Let $f(z)=\frac{e^{iz}}{z^2+2}$
I need to determine the radius of convergence of the taylor series of $f$ about $z=0$.
My 1st approach
If I can write $f$ as a power series, then it will be equal to the taylor series about 0, and thus I can determine the radius by using the cauchy-hadamard theorem. However, I haven't been able to write $f$ as a power series.
My 2nd approach
Using the cauchy integral formula, I can determine the taylor series directly:
$$ \sum_{n=0}^{\infty} \frac{f^{(n)}(0)}{n!} z^n = \sum_{n=0}^{\infty} \frac{1}{2\pi i} \int_{\partial K(0,r)} \frac{f(z)}{z^{n+1}} dz \cdot z^n $$
where $\partial K(0,r)$ is some appropriate circle with center 0. However, this seems to be difficult to evaluate...
My 3rd approach
We can write $f$ as a product of two series:
$$ f(z)=\frac{e^{iz}}{z^2+2}=\frac{1}{2} \frac{1}{1-(-\frac{z^2}{2})} e^{iz} =\frac{1}{2} \sum_{n=0}^{\infty} \left(-\frac{z^2}{2}\right)^n \cdot \sum_{n=0}^{\infty} \frac{(iz)^{n}}{n!} $$
and since the 2nd infinite series has infinite radius of convergence, we only need to determine the radius of convergence of the first geometric series. However, I don't know how this is related to the taylor series of $f$...

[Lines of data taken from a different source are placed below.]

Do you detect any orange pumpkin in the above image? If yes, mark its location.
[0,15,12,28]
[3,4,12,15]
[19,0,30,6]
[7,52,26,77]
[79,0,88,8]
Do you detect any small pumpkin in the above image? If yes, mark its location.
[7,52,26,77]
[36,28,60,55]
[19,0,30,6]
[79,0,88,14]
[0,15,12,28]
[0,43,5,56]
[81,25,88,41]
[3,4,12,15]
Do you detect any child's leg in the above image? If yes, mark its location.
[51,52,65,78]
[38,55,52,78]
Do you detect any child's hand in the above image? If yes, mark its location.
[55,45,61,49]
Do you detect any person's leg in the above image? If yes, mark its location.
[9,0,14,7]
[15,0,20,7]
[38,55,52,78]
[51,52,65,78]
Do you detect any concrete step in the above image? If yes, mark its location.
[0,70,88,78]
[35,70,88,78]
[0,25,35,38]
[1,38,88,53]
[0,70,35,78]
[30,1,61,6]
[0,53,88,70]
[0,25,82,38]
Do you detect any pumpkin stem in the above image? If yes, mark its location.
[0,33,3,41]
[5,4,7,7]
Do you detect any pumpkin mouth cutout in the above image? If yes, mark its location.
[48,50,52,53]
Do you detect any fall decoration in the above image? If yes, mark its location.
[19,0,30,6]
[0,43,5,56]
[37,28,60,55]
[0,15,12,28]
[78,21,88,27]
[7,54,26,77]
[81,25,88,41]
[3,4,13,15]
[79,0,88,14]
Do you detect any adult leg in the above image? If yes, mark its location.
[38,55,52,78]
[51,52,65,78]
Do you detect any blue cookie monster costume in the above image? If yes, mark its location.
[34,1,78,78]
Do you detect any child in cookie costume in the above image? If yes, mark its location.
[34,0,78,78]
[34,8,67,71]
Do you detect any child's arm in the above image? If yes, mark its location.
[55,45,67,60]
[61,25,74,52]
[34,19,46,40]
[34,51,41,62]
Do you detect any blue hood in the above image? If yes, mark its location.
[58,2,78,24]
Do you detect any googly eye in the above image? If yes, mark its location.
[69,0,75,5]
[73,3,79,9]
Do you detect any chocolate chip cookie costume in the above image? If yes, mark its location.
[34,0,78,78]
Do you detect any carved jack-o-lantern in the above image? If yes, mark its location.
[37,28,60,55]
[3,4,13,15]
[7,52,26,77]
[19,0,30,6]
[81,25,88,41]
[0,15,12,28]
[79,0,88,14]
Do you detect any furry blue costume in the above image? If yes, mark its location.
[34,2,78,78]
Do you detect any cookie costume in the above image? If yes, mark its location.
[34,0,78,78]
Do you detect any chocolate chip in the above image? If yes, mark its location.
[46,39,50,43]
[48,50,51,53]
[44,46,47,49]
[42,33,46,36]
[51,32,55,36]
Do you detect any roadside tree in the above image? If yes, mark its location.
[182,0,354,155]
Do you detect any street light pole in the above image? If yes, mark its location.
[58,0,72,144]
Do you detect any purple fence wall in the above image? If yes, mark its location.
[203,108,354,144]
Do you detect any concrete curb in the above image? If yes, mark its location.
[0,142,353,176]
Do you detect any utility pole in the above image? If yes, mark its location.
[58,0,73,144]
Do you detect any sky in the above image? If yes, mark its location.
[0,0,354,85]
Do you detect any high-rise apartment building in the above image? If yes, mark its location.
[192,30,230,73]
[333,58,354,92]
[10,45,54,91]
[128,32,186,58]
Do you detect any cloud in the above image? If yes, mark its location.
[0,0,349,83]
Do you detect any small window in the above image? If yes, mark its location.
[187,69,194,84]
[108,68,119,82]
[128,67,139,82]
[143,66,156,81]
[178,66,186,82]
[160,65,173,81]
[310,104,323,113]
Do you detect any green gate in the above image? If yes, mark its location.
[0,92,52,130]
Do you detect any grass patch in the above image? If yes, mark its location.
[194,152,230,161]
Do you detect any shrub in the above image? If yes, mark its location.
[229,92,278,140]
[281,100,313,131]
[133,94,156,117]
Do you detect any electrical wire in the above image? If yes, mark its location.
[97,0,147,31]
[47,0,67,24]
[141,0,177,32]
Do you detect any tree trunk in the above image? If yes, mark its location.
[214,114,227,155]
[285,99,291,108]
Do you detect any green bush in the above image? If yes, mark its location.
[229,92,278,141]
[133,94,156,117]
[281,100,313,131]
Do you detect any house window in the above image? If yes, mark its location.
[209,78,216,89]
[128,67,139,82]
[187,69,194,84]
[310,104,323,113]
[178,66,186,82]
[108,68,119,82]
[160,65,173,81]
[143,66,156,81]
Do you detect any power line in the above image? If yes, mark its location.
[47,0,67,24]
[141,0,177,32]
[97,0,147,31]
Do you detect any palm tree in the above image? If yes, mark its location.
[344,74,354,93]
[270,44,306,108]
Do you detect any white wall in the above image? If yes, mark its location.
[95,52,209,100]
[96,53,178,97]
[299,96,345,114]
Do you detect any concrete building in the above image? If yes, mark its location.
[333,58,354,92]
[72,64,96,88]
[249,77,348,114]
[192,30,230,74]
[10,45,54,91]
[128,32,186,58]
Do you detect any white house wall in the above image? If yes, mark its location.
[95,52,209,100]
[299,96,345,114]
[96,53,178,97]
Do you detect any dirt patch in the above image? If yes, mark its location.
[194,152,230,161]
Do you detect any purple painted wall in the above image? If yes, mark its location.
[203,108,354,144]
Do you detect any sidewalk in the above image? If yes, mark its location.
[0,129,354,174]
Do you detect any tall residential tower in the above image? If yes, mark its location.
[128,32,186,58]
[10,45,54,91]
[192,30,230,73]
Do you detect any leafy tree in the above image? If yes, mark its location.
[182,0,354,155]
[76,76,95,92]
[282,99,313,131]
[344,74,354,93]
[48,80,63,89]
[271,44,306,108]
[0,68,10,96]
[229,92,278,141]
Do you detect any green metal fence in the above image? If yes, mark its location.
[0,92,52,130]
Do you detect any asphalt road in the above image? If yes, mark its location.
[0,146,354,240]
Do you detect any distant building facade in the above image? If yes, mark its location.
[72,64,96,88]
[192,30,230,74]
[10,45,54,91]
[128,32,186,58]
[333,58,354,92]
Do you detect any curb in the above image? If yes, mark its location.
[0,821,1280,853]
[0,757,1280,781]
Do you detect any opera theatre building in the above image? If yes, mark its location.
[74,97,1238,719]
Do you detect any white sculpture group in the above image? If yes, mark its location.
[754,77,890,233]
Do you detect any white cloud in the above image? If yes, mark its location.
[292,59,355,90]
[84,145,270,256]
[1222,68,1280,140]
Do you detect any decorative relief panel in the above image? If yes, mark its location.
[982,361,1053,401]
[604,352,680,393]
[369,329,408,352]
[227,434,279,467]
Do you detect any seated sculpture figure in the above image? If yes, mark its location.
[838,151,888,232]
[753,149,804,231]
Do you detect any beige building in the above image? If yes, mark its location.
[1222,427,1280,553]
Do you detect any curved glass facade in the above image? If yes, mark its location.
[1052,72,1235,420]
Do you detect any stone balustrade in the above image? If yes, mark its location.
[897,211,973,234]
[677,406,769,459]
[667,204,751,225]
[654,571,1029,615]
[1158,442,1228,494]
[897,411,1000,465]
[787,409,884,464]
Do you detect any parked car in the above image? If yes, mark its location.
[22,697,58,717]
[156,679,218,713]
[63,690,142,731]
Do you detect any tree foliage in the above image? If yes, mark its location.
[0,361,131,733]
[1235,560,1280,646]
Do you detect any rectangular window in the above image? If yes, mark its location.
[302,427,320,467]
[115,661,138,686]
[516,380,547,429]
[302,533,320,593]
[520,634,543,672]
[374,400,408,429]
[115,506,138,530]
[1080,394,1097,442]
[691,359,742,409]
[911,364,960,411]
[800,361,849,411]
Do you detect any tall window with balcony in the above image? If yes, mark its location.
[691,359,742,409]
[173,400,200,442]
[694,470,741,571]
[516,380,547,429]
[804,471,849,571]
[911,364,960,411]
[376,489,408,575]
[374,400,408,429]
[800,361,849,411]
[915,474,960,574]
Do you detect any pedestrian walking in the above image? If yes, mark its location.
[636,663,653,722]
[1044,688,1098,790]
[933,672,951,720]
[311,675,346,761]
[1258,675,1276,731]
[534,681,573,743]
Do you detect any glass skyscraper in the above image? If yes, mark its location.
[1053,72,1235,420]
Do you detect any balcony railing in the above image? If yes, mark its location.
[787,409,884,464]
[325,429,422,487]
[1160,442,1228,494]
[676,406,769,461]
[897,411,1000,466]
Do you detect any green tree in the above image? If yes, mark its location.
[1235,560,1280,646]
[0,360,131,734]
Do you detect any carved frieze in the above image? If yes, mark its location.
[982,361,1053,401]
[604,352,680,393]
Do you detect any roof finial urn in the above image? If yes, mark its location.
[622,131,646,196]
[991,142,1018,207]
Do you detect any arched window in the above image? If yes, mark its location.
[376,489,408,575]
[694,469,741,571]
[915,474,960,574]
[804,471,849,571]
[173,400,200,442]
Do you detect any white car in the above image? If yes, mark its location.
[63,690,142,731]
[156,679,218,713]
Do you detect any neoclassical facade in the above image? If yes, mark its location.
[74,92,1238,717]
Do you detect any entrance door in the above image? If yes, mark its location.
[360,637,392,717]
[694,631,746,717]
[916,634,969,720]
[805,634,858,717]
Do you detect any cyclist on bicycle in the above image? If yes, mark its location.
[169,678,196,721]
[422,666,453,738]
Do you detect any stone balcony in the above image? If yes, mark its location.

Help would be greatly appreciated!
The power series of a holomorphic function converges on the largest disc contained in the domain. Now the function is holomorphic on $\mathbb{C}\setminus \{i\sqrt{2},−i\sqrt{2}\}$, so it will converge on a disc with radius $\sqrt{2}$.
To check that it does not converge on a larger disc, we must check that $i\sqrt{2}$ and $−i\sqrt{2}$ are not removable singularities, which they are not.